Gazzetto 110° alla Sierre-Zinal, decimo tra gli italiani

Il biellese dell’ASD Climb Runners ha completato una gara impegnativa al cospetto dei migliori specialisti mondiali, restando vicino alle tre ore.

Gazzetto 110° alla Sierre-Zinal, decimo tra gli italiani

Gabriele Gazzetto, atleta biellese dell’ASD Climb Runners, ha portato a termine la 53ª edizione della Sierre-Zinal, una delle competizioni più note della corsa in montagna internazionale. La gara svizzera ha riunito alcuni dei principali specialisti della disciplina e, in questa edizione, era inserita sia nella Valsir Mountain Running World Cup sia nelle Golden Trail World Series.

Il risultato nella gara svizzera

Gazzetto ha concluso la prova al 110° posto assoluto, risultato che gli è valso la 10ª posizione tra gli italiani presenti al via. Il piazzamento è arrivato in un contesto agonistico di alto livello, lungo un tracciato seguito dal pubblico per gran parte del suo sviluppo.

Al termine della competizione, il runner biellese ha sottolineato proprio l’impatto dell’atmosfera vissuta durante la gara, caratterizzata dal sostegno degli spettatori lungo il percorso.
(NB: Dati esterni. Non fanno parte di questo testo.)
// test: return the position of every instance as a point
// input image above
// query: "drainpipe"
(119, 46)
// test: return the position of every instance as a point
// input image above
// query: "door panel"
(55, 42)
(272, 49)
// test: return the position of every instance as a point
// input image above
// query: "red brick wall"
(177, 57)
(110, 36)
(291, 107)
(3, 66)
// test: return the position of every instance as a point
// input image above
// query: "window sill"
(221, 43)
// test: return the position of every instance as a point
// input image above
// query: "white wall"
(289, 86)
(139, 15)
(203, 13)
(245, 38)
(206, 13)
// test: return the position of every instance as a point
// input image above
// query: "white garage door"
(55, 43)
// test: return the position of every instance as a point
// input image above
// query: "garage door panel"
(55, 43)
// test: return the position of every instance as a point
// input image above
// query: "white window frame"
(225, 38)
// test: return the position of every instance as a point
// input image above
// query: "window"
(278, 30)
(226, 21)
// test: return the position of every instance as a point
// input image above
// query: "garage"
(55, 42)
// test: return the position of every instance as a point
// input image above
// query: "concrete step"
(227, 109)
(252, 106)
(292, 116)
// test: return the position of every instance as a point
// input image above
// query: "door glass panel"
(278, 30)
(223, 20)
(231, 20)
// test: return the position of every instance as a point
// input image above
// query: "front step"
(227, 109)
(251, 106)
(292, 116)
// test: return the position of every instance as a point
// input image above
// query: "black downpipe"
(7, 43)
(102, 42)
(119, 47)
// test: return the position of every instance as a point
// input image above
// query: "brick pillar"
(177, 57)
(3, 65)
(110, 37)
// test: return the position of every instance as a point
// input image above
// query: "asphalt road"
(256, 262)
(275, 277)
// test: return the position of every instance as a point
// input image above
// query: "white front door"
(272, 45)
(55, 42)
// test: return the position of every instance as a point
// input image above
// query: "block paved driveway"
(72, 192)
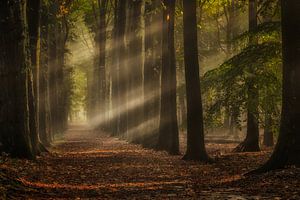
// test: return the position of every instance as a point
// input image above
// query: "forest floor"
(87, 165)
Per Gazzetto, la partecipazione alla Sierre-Zinal ha rappresentato un confronto diretto con atleti di livello internazionale e un’occasione per misurarsi con una delle prove più selettive del calendario.

Un percorso diviso in tre parti

La difficoltà della Sierre-Zinal è legata alla conformazione del tracciato e ai continui cambi di ritmo richiesti. Secondo il racconto dell’atleta, la prima parte comprende un tratto di 8 chilometri in salita, con 1.400 metri di dislivello positivo. A questa sezione iniziale segue una fase caratterizzata da circa 800 metri di continui saliscendi, fino al raggiungimento di un hotel situato ad alta quota.

La parte conclusiva porta invece gli atleti verso Zinal con una lunga discesa, descritta da Gazzetto come particolarmente tecnica. La successione di salita, saliscendi e discesa rende la competizione simile a tre gare differenti, imponendo una gestione costante delle energie e della velocità.

Il biellese ha chiuso la propria prova senza riuscire, per 59 secondi, a scendere sotto il limite delle tre ore. Proprio questo margine è diventato il prossimo obiettivo indicato dall’atleta, che intende tornare ad allenarsi per provare ad abbattere il muro delle tre ore in una futura occasione.